Check for duplicate and DNS entries for NCN and UANs test failure

Overview

The cray-dns-unbound DNS service configuration forwards queries it cannot answer to the customer-defined DNS server. If this upstream DNS server is configured to drop queries it cannot answer then cray-dns-unbound sees this as a timeout. This can cause some of the CSM upgrade pre-flight checks to fail.

Symptoms

  • The Check for duplicate and DNS entries for NCN and UANs health validation test will fail.

    Title: Check for duplicate and DNS entries for NCN and UANs
    Meta:
        desc: Checks for duplicate IP addresses in the SMD EthernetInterface table and verifies that NCN/UAN management network DNS entries resolve to only 1 IP address. 
          To manually run the test, execute /opt/cray/tests/install/ncn/scripts/python/check_ncn_uan_ip_dns.py
        sev: 0
    ip_dns_check: exit-status: Error: Command execution timed out (30s)Total Duration: 30.009s 
    
  • (ncn-m#) When run, the /opt/cray/tests/install/ncn/scripts/python/check_ncn_uan_ip_dns.py script fails.

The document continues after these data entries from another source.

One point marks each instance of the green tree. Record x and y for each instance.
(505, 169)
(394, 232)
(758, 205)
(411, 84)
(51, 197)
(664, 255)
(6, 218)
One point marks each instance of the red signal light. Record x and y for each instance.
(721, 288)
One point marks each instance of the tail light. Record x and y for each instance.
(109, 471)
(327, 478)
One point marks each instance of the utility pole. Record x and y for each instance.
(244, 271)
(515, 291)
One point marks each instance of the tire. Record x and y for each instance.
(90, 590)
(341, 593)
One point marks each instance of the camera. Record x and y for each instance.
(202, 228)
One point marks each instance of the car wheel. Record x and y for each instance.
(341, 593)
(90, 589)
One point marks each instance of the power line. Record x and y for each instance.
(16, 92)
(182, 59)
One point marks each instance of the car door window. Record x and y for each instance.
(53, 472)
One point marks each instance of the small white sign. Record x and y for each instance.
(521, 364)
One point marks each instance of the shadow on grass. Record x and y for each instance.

    2023-07-21 13:39:13,536 - __main__ - ERROR - ERROR: ncn-m003.chn has more than 1 DNS entry
    ;; connection timed out; no servers could be reached
    
    2023-07-21 13:39:49,661 - __main__ - ERROR - ERROR: ncn-w001.chn has more than 1 DNS entry
    ;; connection timed out; no servers could be reached
    
    2023-07-21 13:40:25,819 - __main__ - ERROR - ERROR: ncn-w002.chn has more than 1 DNS entry
    ;; connection timed out; no servers could be reached
    
    2023-07-21 13:41:01,959 - __main__ - ERROR - ERROR: ncn-w003.chn has more than 1 DNS entry
    ;; connection timed out; no servers could be reached
    
    2023-07-21 13:41:38,103 - __main__ - ERROR - ERROR: ncn-s001.chn has more than 1 DNS entry
    ;; connection timed out; no servers could be reached
    
    2023-07-21 13:42:14,231 - __main__ - ERROR - ERROR: uan001.cmn has more than 1 DNS entry
    ;; connection timed out; no servers could be reached
    
    2023-07-21 13:42:50,253 - __main__ - ERROR - ERROR: uan001.chn has more than 1 DNS entry
    ;; connection timed out; no servers could be reached
    
    2023-07-21 13:43:26,395 - __main__ - ERROR - ERROR: ncn-s002.chn has more than 1 DNS entry
    ;; connection timed out; no servers could be reached
    
    2023-07-21 13:44:02,521 - __main__ - ERROR - ERROR: ncn-s003.chn has more than 1 DNS entry
    ;; connection timed out; no servers could be reached
    
    2023-07-21 13:44:38,665 - __main__ - ERROR - ERROR: ncn-m001.chn has more than 1 DNS entry
    ;; connection timed out; no servers could be reached
    
    2023-07-21 13:45:14,797 - __main__ - ERROR - ERROR: ncn-m002.chn has more than 1 DNS entry
    ;; connection timed out; no servers could be reached
    
    2023-07-21 13:45:32,819 - __main__ - ERROR - ERRORS: see above output.
    

Workaround

Update the cray-dns-unbound configuration so that all CSM internal network suffixes are no longer forwarded to the upstream DNS server.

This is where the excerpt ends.